Understanding multiphase flow is crucial for many applications in oil and gas to maximize production. Thus, I try to present summary of some basic concepts that are necessary to understand. Throughout this article, I introduce some brief information about: I) History of multiphase flow studies, and II) A simple overview of single-phase flow.

I - Evolution of Multiphase flow in Pipes:

In 1954, Gilbert divided the production system into three categories: Inflow performance (IPR), vertical-lift performance (VLP), and bean performance. Many attempts have been developed to better understand and predict VLP.

A) Brill and Arirachakaran (1992) distinguished three periods:

1. The Empirical Period (1950-70s). Most investigators at that time used two-phase data obtained from the laboratory. Fluids were treated as homogeneous mixtures, and slippage effect was accounted for using empirical correlations. Precision of the used correlations were limited due to unavailability of advanced data acquisition systems.

  • Steady-state equations were developed based on the principles of momentum and mass conservation. Frictional pressure losses relied on single-phase flow equations.
  • Baker (1954), Ros (1961), and Beggs and Brill (1973) developed empirical flow pattern maps that are based on dimensionless groups. Mechanistic models and slug flow were already introudced by that time (Dukler and Hubbard 1975; Taitel and Dukler 1976).

2. The Awakening Years (1970-85). The introduction of computers coupled with empirical correlations, and numerical techniques made it recognizable that the available methods had many problems ,and that the assumption of a homogeneous mixture being used in correlations is over-simplified.

  • Flow pattern transitions were found to be sensitive to more parameters, especially inclination angle, rather than being solely dependent on flow rates.
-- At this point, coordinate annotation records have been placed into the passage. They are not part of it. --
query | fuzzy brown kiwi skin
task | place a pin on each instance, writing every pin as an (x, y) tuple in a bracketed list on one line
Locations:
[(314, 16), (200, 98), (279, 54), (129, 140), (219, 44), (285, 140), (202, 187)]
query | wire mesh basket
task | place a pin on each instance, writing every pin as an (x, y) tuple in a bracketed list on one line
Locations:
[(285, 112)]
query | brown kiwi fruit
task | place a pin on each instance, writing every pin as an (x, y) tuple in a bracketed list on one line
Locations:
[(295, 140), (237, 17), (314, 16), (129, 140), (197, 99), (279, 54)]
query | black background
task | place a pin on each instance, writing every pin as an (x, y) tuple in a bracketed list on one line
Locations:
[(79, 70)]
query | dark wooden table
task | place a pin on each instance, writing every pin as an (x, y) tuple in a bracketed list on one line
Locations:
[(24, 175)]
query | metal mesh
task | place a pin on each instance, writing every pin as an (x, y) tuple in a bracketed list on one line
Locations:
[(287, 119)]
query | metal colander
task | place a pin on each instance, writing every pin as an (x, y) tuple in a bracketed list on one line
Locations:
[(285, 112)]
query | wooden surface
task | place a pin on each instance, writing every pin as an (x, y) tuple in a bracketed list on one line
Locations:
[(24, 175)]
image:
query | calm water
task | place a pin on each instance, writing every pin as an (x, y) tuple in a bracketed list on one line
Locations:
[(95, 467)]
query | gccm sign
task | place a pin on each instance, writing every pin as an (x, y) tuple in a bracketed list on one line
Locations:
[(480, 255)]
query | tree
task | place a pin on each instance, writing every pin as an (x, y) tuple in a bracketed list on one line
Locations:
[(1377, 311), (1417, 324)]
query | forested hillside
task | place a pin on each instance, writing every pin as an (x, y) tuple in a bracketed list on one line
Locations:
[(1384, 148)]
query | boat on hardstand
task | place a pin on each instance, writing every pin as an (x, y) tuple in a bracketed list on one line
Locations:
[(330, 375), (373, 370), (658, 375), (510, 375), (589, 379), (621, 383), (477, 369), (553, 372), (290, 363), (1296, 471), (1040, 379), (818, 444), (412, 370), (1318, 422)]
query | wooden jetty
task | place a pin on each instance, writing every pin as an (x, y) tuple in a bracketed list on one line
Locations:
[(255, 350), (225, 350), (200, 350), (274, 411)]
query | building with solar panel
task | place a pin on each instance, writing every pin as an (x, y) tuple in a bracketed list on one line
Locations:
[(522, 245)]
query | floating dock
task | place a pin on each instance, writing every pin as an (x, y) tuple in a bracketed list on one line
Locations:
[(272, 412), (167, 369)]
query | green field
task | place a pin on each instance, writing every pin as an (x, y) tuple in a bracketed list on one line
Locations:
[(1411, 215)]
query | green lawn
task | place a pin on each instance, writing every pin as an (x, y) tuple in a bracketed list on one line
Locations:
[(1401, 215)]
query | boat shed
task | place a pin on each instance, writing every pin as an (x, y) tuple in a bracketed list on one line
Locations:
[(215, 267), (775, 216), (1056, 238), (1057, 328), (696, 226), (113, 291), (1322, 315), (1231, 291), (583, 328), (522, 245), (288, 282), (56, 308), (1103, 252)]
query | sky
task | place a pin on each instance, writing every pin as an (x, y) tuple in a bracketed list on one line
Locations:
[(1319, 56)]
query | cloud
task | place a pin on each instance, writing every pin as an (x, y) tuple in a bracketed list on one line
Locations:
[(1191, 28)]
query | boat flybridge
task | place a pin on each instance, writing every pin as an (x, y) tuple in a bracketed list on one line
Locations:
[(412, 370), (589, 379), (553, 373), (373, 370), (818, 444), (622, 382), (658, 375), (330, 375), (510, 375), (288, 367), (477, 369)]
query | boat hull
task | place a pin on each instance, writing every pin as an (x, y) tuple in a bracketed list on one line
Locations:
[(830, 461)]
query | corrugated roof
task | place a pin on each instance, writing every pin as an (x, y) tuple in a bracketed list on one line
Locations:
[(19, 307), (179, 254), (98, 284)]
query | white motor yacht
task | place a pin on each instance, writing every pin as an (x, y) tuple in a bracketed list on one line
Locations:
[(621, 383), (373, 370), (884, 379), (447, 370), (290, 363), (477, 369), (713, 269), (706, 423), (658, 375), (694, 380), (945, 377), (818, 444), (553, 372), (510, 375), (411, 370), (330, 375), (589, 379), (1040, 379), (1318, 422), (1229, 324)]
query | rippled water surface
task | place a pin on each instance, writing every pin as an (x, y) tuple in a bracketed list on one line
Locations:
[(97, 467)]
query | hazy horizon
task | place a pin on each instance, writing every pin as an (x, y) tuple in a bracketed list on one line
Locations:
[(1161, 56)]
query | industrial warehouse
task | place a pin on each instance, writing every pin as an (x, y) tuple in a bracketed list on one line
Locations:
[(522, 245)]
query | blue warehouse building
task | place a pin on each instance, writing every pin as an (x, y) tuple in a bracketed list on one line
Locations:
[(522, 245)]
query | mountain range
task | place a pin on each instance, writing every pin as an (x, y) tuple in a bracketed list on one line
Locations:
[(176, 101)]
It was concluded that more basic physical mechanisms should be introduced.
  • In this area, Brown (1980) introduced the popular concept of Nodal Analysis.?

3. The Modeling Era (1980-Present). A combination of experimental and theoretical approaches were coupled with the availability of higher quality data. Mechanistic models were improved to better describe the physical phenomena, and Investigators showed that modeling approaches are more accurate than empirical correlations (Xiao et al. 1990; Ansari et al. 1994), yet empirical correlations are still necessary for some parameters such as liquid holdup calculation.

  • The two-fluid modeling concept allowed using numerical simulation to solve separate equations that describes conservation of mass, momentum, and energy for each phase. Transient codes were able to solve time-dependent applications such as startup/shutdown/pigging.
  • Zhang et al. (2003) introduced the unified model which incorporates a single model that could predict flow pattern transition and flow, eliminating discontinuities of transition phase detection across all inclination angles.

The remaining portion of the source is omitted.